2. Mit dem angefochtenen Bescheid warf die belangte Behörde der Beschwerdeführerin die Übertretung des § 366 Abs. 1 Z. 1 GewO 1994 vor, weil die F-GmbH Lebensmittel im Umherziehen feilgeboten habe, ohne eine hierfür erforderliche Gewerbeberechtigung erlangt zu haben.

Gemäß § 366 Abs. 1 Z. 1 GewO 1994 begeht eine Verwaltungsübertretung, wer ein Gewerbe ausübt, ohne die erforderliche Gewerbeberechtigung erlangt zu haben.

3. Im Beschwerdefall ist unstrittig, dass die F-GmbH über die uneingeschränkte Gewerbeberechtigung "Handelsgewerbe und Handelsagent" nach § 154 GewO 1994 verfügte.

Da das Handelsgewerbe nach § 154 GewO 1994 uneingeschränkt oder eingeschränkt auf bestimmte Waren (z.B. Lebensmittel) ausgeübt werden kann (vgl. Grabler/Stolzlechner/Wendl , Kommentar zur GewO3 (2011), Rz. 1 zu § 154), war die F-GmbH somit (auch) zum Handel mit und zum Feilbieten von Lebensmitteln berechtigt. Sie verfügte somit über die zur Ausübung dieser gewerblichen Tätigkeit erforderliche Gewerbeberechtigung (iSd § 366 Abs. 1 Z. 1 GewO 1994).

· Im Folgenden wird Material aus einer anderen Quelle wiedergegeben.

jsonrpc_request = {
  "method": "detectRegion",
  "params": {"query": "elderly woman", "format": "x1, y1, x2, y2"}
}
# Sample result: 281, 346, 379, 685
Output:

Ob die F-GmbH diese gewerbliche Tätigkeit, zu der sie auf Grund ihrer Gewerbeberechtigung berechtigt war, gemäß § 53a GewO 1994 auch im Umherziehen von Ort zu Ort oder von Haus zu Haus ausüben durfte, ist keine Frage einer unbefugten Gewerbeausübung nach § 366 Abs. 1 Z. 1 GewO 1994. Vielmehr handelt es sich bei § 53a GewO 1994 - wie die systematische Einordnung dieser Bestimmung im I. Hauptstück unter die Bestimmungen über die "Ausübung von Gewerben" zeigt - um eine Vorschrift über die Ausübung des Gewerbes auf Grund einer Gewerbeberechtigung (Gewerbeausübungsvorschrift; vergleichbar etwa mit der Ausübung des Gewerbes in weiteren Betriebsstätten nach § 46 GewO 1994).

Die Auffassung der belangten Behörde, die Beschwerdeführerin habe § 366 Abs. 1 Z. 1 GewO 1994 übertreten, erweist sich somit als rechtswidrig.

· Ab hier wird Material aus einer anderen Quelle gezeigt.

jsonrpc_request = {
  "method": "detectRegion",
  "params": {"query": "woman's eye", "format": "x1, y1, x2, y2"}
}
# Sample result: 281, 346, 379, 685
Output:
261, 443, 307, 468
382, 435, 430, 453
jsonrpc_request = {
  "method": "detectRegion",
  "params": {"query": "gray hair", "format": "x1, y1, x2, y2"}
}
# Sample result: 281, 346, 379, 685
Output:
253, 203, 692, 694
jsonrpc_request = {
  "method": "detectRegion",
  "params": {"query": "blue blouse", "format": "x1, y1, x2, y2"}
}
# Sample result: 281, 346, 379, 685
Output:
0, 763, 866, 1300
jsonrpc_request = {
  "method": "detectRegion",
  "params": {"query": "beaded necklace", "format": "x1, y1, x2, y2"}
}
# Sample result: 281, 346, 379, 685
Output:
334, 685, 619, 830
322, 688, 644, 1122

4. Der angefochtene Bescheid war daher schon deshalb wegen Rechtswidrigkeit seines Inhaltes gemäß § 42 Abs. 2 Z. 1 VwGG aufzuheben.

5. Die Entscheidung über den Aufwandersatz beruht auf den §§ 47 ff VwGG iVm der VwGH-Aufwandersatzverordnung 2008, BGBl. II Nr. 455.